First time firing a gun, 9-year-old Missouri girl uses .357 Magnum to take first deer
She’d never fired a gun, never taken a shot.
But her dad’s Smith & Wesson .357 Magnum revolver felt comfortable in her hands when she held it in the family’s living room.
So during Missouri’s youth hunting season in late October, 9-year-old Maggie Brooks of Rogersville used that revolver and shot her first deer, an 8-point whitetail, according to the Springfield News-Leader.
“I shot the buck,” she told the newspaper, admitting that her hands were “shaking a little bit. It sounded really loud!”

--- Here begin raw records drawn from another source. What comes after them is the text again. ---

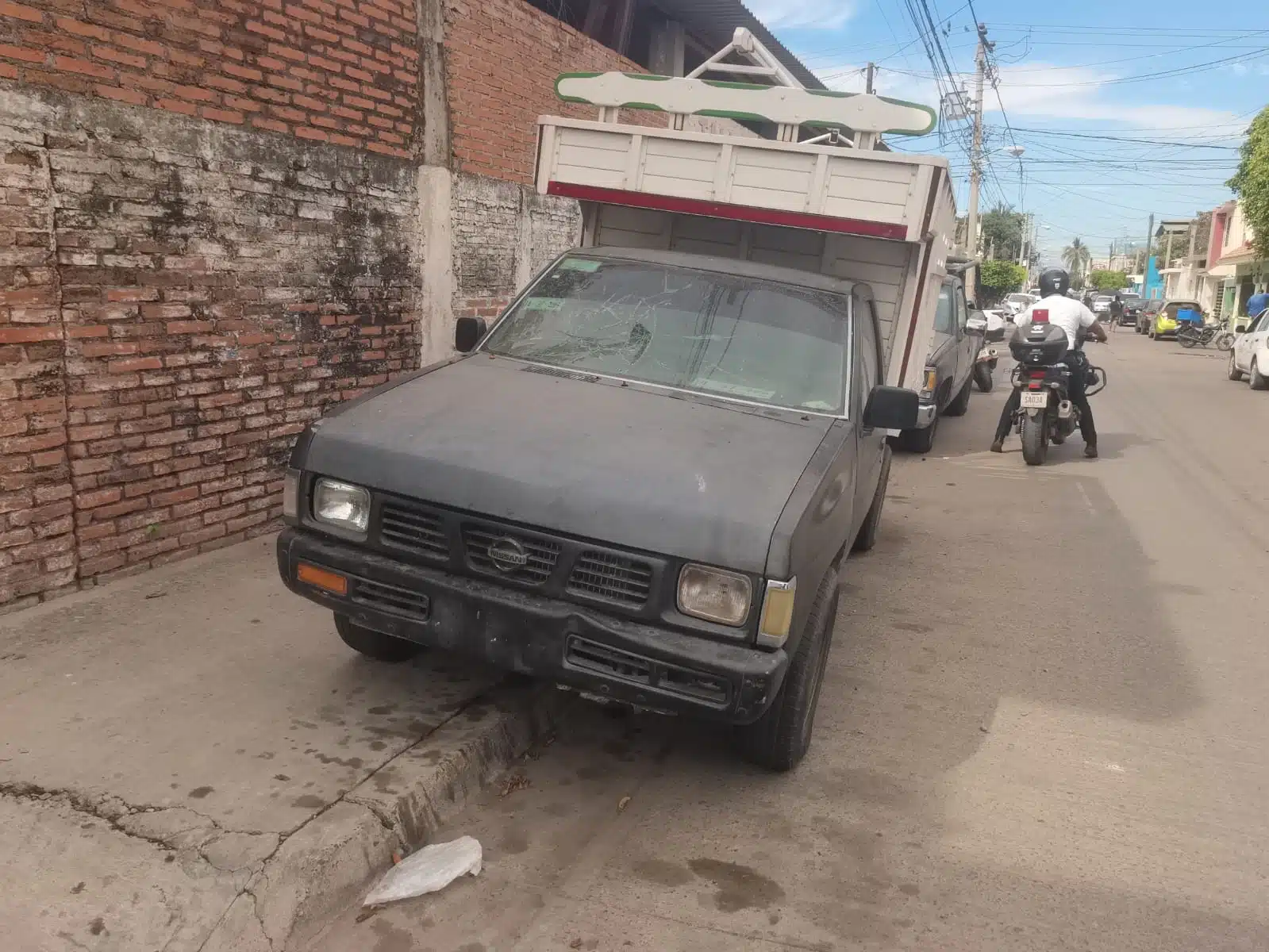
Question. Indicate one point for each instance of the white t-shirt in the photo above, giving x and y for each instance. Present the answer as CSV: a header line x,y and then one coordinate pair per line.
x,y
1063,311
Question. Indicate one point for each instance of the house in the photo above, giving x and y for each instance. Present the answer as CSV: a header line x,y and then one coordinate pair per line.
x,y
222,219
1235,270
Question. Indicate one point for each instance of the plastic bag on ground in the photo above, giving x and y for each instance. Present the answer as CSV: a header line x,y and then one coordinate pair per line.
x,y
429,869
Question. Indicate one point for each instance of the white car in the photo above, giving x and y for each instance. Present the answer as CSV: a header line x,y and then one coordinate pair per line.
x,y
1250,355
1018,302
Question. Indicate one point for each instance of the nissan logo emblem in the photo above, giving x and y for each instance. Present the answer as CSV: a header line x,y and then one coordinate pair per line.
x,y
508,555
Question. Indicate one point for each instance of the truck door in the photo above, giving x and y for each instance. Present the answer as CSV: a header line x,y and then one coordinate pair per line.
x,y
867,374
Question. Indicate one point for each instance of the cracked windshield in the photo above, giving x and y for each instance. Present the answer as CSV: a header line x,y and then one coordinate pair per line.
x,y
731,336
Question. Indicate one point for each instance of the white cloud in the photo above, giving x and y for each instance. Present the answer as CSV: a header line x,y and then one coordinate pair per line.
x,y
794,14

It was her first hunting trip, and her dad, Warren, was with her. He said they spent a couple of evenings practicing in the living room so Maggie could get the feel and grip of the gun, and aim it.
From their deer stand the next day near Marshfield, they were just about to give up after hours in the cold when the buck appeared, about 30, 40 yards from the stand, Brooks told the newspaper.

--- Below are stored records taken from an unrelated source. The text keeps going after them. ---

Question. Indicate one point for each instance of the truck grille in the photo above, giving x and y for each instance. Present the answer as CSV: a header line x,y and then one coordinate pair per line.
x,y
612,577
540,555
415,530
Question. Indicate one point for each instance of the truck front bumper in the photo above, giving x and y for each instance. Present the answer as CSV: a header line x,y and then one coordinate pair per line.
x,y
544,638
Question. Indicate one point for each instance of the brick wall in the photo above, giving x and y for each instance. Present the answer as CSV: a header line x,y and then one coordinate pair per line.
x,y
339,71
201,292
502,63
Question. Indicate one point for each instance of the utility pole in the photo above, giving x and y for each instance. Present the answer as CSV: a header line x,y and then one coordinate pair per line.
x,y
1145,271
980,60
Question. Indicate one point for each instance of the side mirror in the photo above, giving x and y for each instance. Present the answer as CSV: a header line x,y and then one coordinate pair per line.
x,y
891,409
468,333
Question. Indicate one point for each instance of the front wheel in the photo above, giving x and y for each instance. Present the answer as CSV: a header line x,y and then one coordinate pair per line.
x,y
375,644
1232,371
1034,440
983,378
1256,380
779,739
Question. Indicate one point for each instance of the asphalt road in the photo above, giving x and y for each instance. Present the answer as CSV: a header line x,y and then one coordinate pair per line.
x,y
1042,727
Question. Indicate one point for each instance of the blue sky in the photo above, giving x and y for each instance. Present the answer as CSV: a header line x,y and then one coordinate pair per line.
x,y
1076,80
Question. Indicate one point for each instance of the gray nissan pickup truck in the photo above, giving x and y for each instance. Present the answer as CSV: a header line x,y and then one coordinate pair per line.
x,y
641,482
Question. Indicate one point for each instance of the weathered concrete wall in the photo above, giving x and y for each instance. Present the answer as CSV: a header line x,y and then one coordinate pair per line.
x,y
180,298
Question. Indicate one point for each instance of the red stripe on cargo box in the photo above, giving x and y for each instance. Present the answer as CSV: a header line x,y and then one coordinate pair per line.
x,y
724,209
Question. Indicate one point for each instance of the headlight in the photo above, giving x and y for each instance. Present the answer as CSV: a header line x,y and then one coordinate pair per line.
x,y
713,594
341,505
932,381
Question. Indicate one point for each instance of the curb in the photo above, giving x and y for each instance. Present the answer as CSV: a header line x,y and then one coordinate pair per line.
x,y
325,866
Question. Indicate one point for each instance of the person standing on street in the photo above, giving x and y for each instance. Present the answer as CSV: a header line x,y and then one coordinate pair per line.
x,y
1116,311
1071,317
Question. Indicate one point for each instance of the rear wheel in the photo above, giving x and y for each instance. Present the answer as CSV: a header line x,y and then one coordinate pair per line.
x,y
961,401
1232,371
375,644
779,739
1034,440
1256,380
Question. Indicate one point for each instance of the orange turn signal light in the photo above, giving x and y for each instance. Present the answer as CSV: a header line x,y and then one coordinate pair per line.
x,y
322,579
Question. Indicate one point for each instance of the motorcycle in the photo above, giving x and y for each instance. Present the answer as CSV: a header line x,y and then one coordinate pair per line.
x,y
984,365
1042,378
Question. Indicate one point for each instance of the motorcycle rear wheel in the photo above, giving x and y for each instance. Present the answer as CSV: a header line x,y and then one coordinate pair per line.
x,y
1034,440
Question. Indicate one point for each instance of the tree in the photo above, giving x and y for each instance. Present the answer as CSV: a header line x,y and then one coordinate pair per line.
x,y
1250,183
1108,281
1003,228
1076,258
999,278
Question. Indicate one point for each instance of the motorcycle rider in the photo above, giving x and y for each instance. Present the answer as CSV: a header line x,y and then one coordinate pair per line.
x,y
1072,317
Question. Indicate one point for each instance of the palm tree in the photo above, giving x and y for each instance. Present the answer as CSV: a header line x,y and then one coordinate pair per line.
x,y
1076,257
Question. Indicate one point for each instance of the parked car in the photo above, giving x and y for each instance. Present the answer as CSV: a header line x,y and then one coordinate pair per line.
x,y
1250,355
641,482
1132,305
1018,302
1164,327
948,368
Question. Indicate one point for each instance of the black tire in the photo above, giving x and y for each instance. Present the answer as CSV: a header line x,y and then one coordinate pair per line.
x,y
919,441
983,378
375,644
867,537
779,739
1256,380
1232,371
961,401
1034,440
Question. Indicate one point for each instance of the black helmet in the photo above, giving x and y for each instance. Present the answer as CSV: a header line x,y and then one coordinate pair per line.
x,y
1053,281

“We went through just like we practiced. I cocked the hammer and handed it to her. She got her aim and that deer walked and turned broadside,” he said. “He was 15 yards from the stand.”
Maggie took her shot and dropped the deer to the ground.

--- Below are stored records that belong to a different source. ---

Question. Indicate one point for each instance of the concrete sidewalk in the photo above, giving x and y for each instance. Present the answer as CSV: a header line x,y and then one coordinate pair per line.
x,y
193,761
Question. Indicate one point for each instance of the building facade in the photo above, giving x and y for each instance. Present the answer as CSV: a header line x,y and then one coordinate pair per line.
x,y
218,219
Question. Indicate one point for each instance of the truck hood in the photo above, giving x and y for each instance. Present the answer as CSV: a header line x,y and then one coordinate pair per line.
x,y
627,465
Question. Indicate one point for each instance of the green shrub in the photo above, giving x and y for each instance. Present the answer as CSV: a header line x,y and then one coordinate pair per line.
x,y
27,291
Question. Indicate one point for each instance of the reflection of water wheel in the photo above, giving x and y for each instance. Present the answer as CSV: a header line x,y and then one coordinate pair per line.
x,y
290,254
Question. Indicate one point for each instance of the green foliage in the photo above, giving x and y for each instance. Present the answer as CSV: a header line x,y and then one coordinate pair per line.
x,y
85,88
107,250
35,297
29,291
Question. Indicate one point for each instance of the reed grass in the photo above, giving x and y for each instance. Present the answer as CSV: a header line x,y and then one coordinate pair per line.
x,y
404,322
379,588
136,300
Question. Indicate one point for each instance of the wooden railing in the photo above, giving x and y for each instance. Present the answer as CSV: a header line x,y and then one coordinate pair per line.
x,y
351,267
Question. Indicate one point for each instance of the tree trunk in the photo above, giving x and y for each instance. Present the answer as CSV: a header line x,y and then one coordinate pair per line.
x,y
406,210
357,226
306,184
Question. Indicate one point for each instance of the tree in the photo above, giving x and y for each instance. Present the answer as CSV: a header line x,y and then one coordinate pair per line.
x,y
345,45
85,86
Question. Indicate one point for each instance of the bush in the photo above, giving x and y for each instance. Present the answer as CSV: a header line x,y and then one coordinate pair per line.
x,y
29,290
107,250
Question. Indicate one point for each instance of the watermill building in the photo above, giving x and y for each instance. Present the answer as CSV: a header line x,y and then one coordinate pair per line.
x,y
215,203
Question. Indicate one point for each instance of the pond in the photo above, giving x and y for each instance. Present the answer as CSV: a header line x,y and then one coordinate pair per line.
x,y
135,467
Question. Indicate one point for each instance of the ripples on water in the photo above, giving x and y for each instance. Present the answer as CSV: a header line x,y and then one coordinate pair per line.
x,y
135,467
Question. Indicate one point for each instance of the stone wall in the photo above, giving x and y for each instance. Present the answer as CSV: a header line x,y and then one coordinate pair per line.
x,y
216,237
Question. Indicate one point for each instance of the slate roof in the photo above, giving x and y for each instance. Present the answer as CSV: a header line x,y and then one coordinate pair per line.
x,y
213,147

It can be challenging to use that revolver because hunters must get closer to the game and be more precise with their shot. But the .357 Magnum is perfectly viable for hunting deer and black bear, preaches American Hunter magazine.
“In a rifle, it’s a solid 75-100 yard gun, and in a pistol, I’ve seen some guys print groups at 50 yards so small it’d raise your eyebrows” Philip Massaro wrote for the magazine in April.
Since Maggie didn’t kill the deer, her dad stepped in and finished the job. That was a no-no, though. Maggie should have finished off the deer herself, according to Missouri hunting rules requiring young hunters to be prepared for every step of the kill, conservation officials told the News-Leader.
Many adults don’t know it’s against the rules for them to put a deer out of its misery during youth deer hunting season, Jason Dickey, a Missouri Department of Conservation regional protection supervisor, told the News-Leader.
“Even if the adult thinks they’re doing the right thing, the youth should be the one to put that deer down,” Dickey told the paper. “It would be good, before a hunt, to have that conversation: ‘What are we going to do if that happens?’”
Brooks, though, feels he made the right decision.
“After the buck dropped, I was faced with the decision to either let the deer suffer until it eventually died, try to get Maggie close enough to finish it off, or finish it myself; I chose the latter,” he said.